Have an interesting problem here, have just upgraded some machines (Test and Development) to the latest and greatest as in.

SunOS ss063a 5.10 Generic_147440-13 sun4u sparc SUNW,Sun-Fire-V440

However on all the systems we are seeing the same problems, during the boot there is a long pause while the same error is displayed as in.

Mar 16 17:10:26 ss063a scsi: [ID 662515 kern.warning] WARNING: scsi_probe(2): scsi_reset failed(0) lun-reset cap(1)
Mar 16 17:10:53 ss063a last message repeated 3918 times

There doesn't seem to be any other problem with the operation of the machine, the disks all seem to be present and functioning correctly.

Has anyone seen this before - or is it something new.

This is Solaris 10 update 10 plus a bit.

Regards

Dave

What's in your scsi_vhci.conf? We ran into a series of goofy errors with iSCSI and with fibre channel on the same boxes. (Dell SANs). We had to contact the vendor, since Sunacle will not discuss the deep mysteries of the scsi_vhci.conf files with mere customers. Our boxes came up, too, but we saw degradation in I/O. If you keep your I/O stats check 'em before & after.

Anyway, as a wild guess, the syntax you need in the conf file may be slightly different from what you currently have. Even without any change in your storage.

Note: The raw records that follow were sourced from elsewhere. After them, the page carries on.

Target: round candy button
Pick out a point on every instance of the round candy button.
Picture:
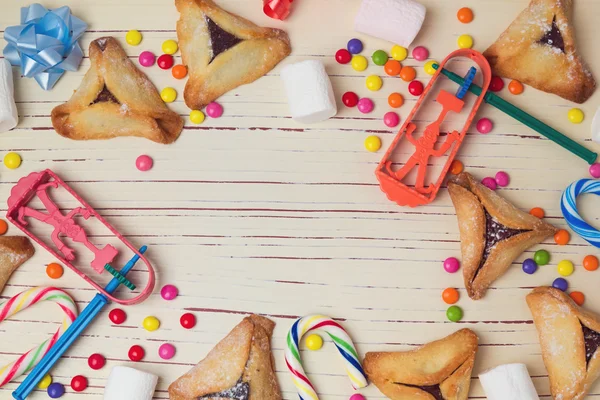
(314, 342)
(144, 163)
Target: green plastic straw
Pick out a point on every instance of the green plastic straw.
(521, 116)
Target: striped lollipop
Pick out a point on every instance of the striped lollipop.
(568, 206)
(342, 341)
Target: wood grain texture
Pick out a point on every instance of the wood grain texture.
(253, 212)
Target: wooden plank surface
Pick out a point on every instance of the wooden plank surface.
(254, 212)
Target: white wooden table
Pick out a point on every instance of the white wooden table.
(253, 212)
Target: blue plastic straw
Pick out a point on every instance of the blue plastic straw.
(72, 333)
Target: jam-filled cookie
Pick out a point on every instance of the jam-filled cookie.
(493, 232)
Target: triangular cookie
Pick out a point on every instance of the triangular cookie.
(538, 49)
(239, 367)
(223, 51)
(439, 370)
(14, 251)
(493, 232)
(569, 337)
(115, 99)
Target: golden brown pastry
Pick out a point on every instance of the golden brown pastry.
(14, 251)
(115, 99)
(439, 370)
(493, 232)
(569, 337)
(538, 49)
(223, 51)
(239, 367)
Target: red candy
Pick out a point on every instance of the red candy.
(415, 88)
(343, 56)
(350, 99)
(136, 353)
(188, 320)
(96, 361)
(117, 316)
(165, 61)
(496, 84)
(79, 383)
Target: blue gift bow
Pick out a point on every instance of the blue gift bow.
(45, 45)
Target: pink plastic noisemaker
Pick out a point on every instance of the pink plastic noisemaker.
(37, 186)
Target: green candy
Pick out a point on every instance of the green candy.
(454, 313)
(541, 257)
(380, 57)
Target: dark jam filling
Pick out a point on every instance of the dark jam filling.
(105, 96)
(220, 40)
(241, 391)
(553, 37)
(592, 342)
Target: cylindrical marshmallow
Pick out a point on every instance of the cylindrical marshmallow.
(398, 21)
(129, 384)
(8, 109)
(508, 382)
(309, 91)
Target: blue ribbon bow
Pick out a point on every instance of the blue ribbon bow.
(45, 45)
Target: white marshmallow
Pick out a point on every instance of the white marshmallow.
(398, 21)
(309, 91)
(508, 382)
(129, 384)
(8, 109)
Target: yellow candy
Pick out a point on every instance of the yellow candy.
(565, 268)
(151, 324)
(314, 342)
(168, 95)
(372, 143)
(374, 83)
(359, 63)
(575, 115)
(197, 116)
(465, 42)
(170, 47)
(12, 160)
(428, 67)
(133, 37)
(45, 382)
(399, 53)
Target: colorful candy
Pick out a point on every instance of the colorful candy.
(343, 56)
(54, 270)
(12, 160)
(372, 143)
(451, 264)
(343, 343)
(214, 110)
(166, 351)
(169, 292)
(117, 316)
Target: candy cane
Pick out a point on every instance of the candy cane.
(341, 340)
(20, 302)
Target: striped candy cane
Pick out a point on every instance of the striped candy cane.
(342, 341)
(20, 302)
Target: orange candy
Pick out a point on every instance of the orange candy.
(537, 212)
(54, 270)
(465, 15)
(395, 100)
(578, 297)
(456, 167)
(515, 87)
(408, 74)
(392, 67)
(590, 263)
(179, 71)
(562, 237)
(450, 296)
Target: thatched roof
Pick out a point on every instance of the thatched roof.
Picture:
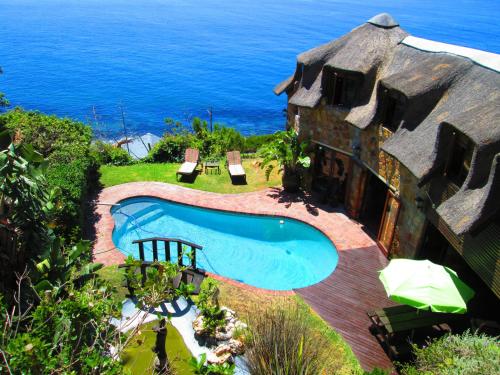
(360, 51)
(442, 90)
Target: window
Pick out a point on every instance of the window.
(393, 112)
(458, 164)
(339, 89)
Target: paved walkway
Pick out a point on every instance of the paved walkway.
(342, 299)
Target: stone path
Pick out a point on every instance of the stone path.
(359, 258)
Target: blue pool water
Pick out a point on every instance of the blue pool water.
(267, 252)
(175, 58)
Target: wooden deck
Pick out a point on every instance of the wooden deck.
(346, 295)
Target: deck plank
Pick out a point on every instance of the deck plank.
(343, 299)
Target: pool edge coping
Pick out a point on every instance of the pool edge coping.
(105, 224)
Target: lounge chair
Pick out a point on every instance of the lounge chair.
(394, 326)
(234, 165)
(191, 159)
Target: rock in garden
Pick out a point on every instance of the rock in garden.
(212, 358)
(236, 346)
(198, 328)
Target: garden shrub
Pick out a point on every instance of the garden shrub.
(105, 153)
(465, 354)
(66, 146)
(282, 342)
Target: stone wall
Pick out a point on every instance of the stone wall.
(379, 161)
(411, 224)
(326, 124)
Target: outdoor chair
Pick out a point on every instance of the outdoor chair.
(234, 165)
(395, 326)
(191, 159)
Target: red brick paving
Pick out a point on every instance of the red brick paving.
(342, 299)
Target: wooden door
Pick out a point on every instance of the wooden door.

Firstly, what I am about to say below assumes these are standard
"internal" drives and NOT iSCSI or on another RAID controller.

SCSI drives are a huge chunk of electronics and are in themselves highly programmable. All kinds of flags, registers, etc are held on the drive itself in areas technically known as "mode pages". It is possible that some mode page settings got screwed up during your upgrade. This is just a guess.

What you could try is to run the format command, select one of the drives giving a problem, and take the option to "set all mode pages to default".
This won't harm your data.

Just a thought.

Dennis.

Hi Folks,

There was a Qlogic version of a driver in the /kernel/drv/sparcv9 directory which was being loaded on boot, as we were going from update 4 to update 10 on these boxes it could have been any where in between. Removing the offending driver qla2300 resolved the problem, it took sme time to identify the problem but it was finally resolved.

The most likely cause of the problem coming to light is that the kernel had at some point had a bugfix that has highlighted the proble.